NOWOTWÓR TO NIE CHOROBA
Aby nowotwór mógł się rozwinąć, musi mieć odpowiednie warunki. W człowieku powstaje codziennie około tysiąca takich komórek. Jednak dobrze odżywiony organizm z wieloma przeciwutleniaczami sam je likwiduje. Jeśli brakuje nam tych przeciwutleniaczy, to zmuszeni jesteśmy zażywać suplementy diety, które je posiadają. Jan Skibicki od kilkunastu lat produkuje takie specyfiki na większą skalę. Z suszu jabłek odmiany Gold Milenium wytwarza preparaty Pectin Gold JP II i JP-G.
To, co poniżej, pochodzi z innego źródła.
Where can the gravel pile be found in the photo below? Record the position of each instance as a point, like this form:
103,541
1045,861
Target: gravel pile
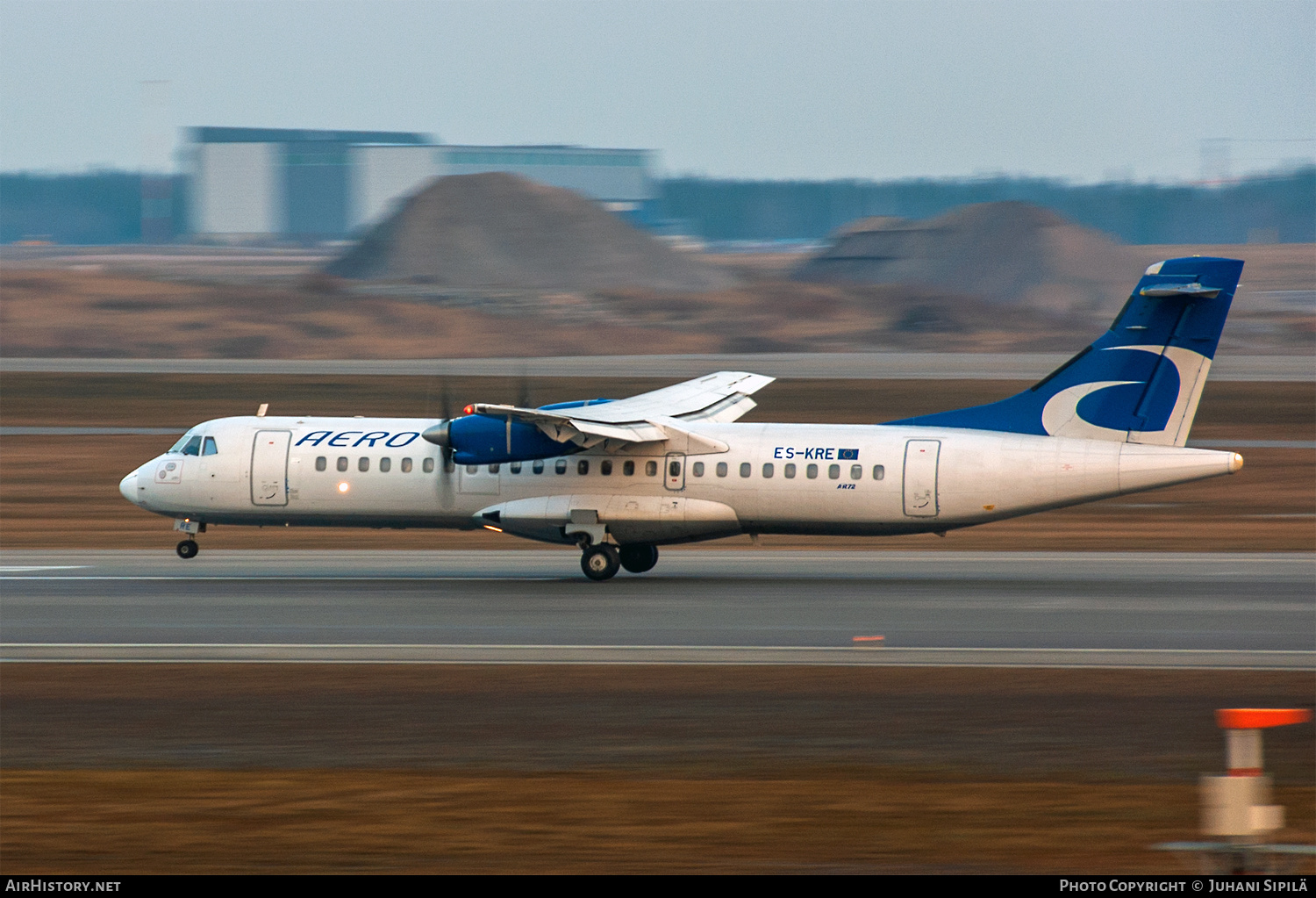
1012,253
503,231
Niestety są to płyny, które po otwarciu należy spożyć w ciągu 14 dni. Skibicki poszedł więc krok dalej. Udało mu się zamienić je w proszek w kapsułce z dwuletnim okresie przydatności do spożycia. Jan Skibicki nie poprzestał na wspomnianej odmianie jabłek. W kapsułkach zamknął soki z buraka kiszonego i kapusty kiszonej, z jagody kamczackiej, dzikiej róży, wiśni oraz ocet jabłkowy i gruszkowy.
- Nie zajmuję się leczeniem, lecz produkcją zdrowej żywności, która powinna zawierać określoną ilość przeciwutleniaczy. Zdrowa żywność sama w sobie jest lekarstwem - mówi Jan Skibicki.
STACJONARNA PLACÓWKA LECZNICZA
Sadownik z Kurian oraz inni, białostoccy naukowcy myślą o ośrodku leczniczo - rehabilitacyjnym w Supraślu. - Każdy człowiek, który tam trafi, uzyska diagnozę i będzie leczony dietą owocowo-warzywną, oczywiście pod kontrolą dietetyków i lekarzy. Chcemy, aby ten ośrodek był finansowy przez Ministerstwo Rolnictwa i do niego należał. Pacjenci będą leczeni zdrową dietą z dużą ilością przeciwutleniaczy.
Podobny ośrodek powstał już w Nowogrodzie koło Łomży. Jest to jednak placówka prywatna - wyjaśnia Jan Skibicki. - Jeśli mamy prawidłową florę bakteryjną to 80 proc. chorób znika. Mamy na to niepodważalne badania naukowe. Musimy więc o nią dbać i zachowywać ją w jak najlepszym stanie - dodaje rolnik-naukowiec z gminy Zabłudów.